For the end of level treasure, it's based on how many TOTAL treasure pieces you match, across ALL enemies. So, if your on a level with five enemies, you could match 20 pieces on each enemy, bringing you to 100 total, meaning you'll get all four pieces of treasure at the end.


This shouldn't work nearly as well as it does. Match-3 is fine for what it is, but not much more, and there's a bunch of not-real-well-explained stuff, and yet I'm drawn back.

LuckyDee June 21, 2011 1:03 PM

Despite the flaws already pointed out above, and the fact that there seems to be no way to cancel casting a spell - which, come to think of it, isn't actually all that strange, imagine some mage standing on the battlefield halfway through the first words of a fireball spell when realizing the entire cavalry is blocking a clear shot at the enemy troops: "Alakazzzzoooooooh bother..." - but I digress.

Despite this the game's a nice break, not too difficult, not too easy. Plus I'm a sucker for upgrades. Keep em coming!

Bloatedsack June 21, 2011 2:45 PM

On Wednesday's I go shopping, and have buttered scones for tea.

kdausman June 21, 2011 9:16 PM

Yeah, definitely a memory leak somewhere.

Found an interesting strategy... Once you get ice storm and fire storm, load up your active spells with things that get rid of a bunch of tiles (like eternal rage, wealth, fool's gold, etc.), and spend your time doing those and finding four/five-ers. You keep damaging with the storms/rage, constantly have full mana, and usually get about five-to-six turns per turn of the opponent.

Anonymous June 22, 2011 4:10 PM

I really like undefined's games in general. But, as a developer, they're incredibly frustrating.

They seem to have a real knack for putting together games that are really fun to play and have real longevity.

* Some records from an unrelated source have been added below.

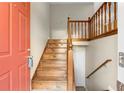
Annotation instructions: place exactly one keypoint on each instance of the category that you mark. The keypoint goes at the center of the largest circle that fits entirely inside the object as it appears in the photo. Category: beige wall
(121, 38)
(60, 12)
(39, 31)
(96, 53)
(79, 64)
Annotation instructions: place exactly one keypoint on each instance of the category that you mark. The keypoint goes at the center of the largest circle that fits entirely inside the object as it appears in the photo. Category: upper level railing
(102, 23)
(103, 64)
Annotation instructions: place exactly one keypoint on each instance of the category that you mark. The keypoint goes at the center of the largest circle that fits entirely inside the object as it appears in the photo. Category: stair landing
(51, 73)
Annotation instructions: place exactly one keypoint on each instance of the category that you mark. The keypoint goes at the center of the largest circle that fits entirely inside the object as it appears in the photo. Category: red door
(14, 42)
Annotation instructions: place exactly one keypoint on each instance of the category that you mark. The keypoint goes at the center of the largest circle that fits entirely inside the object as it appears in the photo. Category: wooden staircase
(51, 73)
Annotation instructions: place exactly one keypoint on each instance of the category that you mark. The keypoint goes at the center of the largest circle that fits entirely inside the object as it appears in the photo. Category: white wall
(120, 38)
(96, 53)
(60, 12)
(97, 5)
(39, 31)
(79, 64)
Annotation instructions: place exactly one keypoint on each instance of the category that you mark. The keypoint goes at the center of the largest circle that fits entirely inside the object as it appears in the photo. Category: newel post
(89, 30)
(69, 35)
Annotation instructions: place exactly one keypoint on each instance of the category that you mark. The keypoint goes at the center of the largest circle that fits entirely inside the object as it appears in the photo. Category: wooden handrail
(103, 23)
(107, 61)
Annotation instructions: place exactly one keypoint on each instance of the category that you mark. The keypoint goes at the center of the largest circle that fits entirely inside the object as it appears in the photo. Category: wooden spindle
(75, 28)
(85, 31)
(98, 32)
(89, 30)
(78, 30)
(96, 24)
(115, 15)
(105, 29)
(102, 20)
(99, 22)
(72, 29)
(109, 15)
(82, 30)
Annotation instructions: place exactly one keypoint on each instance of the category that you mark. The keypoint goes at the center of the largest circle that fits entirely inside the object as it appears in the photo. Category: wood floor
(51, 73)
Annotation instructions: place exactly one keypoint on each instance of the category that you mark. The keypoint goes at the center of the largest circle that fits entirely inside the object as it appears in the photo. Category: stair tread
(50, 78)
(49, 50)
(49, 85)
(51, 73)
(52, 68)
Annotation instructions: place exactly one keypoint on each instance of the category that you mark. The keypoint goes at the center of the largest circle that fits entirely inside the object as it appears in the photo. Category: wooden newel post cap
(68, 18)
(88, 18)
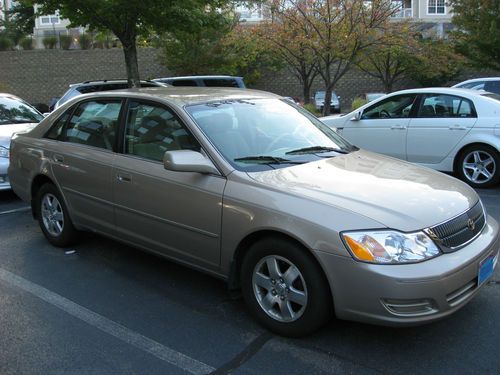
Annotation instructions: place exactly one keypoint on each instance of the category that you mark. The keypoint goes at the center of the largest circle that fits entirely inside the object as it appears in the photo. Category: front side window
(438, 105)
(262, 134)
(153, 130)
(394, 107)
(15, 111)
(436, 7)
(93, 123)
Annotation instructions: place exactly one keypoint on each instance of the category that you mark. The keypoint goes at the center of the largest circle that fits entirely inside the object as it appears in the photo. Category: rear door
(177, 214)
(441, 122)
(383, 126)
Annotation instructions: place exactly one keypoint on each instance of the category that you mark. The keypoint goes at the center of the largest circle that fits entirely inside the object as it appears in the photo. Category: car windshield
(15, 111)
(262, 134)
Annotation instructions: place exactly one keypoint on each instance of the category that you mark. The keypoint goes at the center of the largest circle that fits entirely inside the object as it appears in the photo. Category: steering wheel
(384, 114)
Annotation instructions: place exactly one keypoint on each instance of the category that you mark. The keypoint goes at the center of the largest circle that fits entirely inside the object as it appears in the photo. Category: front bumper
(399, 295)
(4, 178)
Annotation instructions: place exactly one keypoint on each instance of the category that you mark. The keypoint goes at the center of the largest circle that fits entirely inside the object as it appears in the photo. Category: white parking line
(160, 351)
(22, 209)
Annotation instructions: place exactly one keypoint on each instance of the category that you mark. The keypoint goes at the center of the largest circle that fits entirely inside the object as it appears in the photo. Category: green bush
(85, 41)
(6, 43)
(50, 42)
(26, 42)
(357, 102)
(65, 41)
(311, 108)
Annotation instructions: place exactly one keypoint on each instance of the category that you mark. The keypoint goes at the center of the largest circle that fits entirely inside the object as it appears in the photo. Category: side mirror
(188, 161)
(356, 117)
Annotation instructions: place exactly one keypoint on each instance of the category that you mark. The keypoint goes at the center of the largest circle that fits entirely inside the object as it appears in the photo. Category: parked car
(204, 81)
(447, 129)
(491, 84)
(15, 116)
(86, 87)
(250, 188)
(319, 101)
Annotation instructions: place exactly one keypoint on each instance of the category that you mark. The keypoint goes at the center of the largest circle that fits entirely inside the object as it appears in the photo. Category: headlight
(4, 152)
(390, 247)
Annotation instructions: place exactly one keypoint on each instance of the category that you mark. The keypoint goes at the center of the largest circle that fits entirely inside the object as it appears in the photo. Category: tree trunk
(130, 51)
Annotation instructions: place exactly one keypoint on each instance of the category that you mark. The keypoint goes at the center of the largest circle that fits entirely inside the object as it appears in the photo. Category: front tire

But... each and every game they make lately seems to get abandoned after a few days, generally still in need of bugfixes and major polishing.

They then proceed to make a brand new game, and let *it* wither on the vine, too.


I really wish they'd focus a bit more on one or two games that reach their full potential, rather than spreading themselves this thin.

chibidani June 22, 2011 6:29 PM

I like this game, and am constantly drawn back to it. Yet I'm finding that a debt of 30,000 is just too much time for me to invest in the game to finish it. 15,000 or 20,000 would be much better.


Once you get:
Fire Storm
Ice Storm
Poison Storm
Energy Storm


Midas Touch
Eternal Rage

the game is trivial. You just keep alternating between the storms and casting midas touch/eternal rage every once in a while. You don't even need to attack if you don't want.

And yeah, overall, good game, but buggy.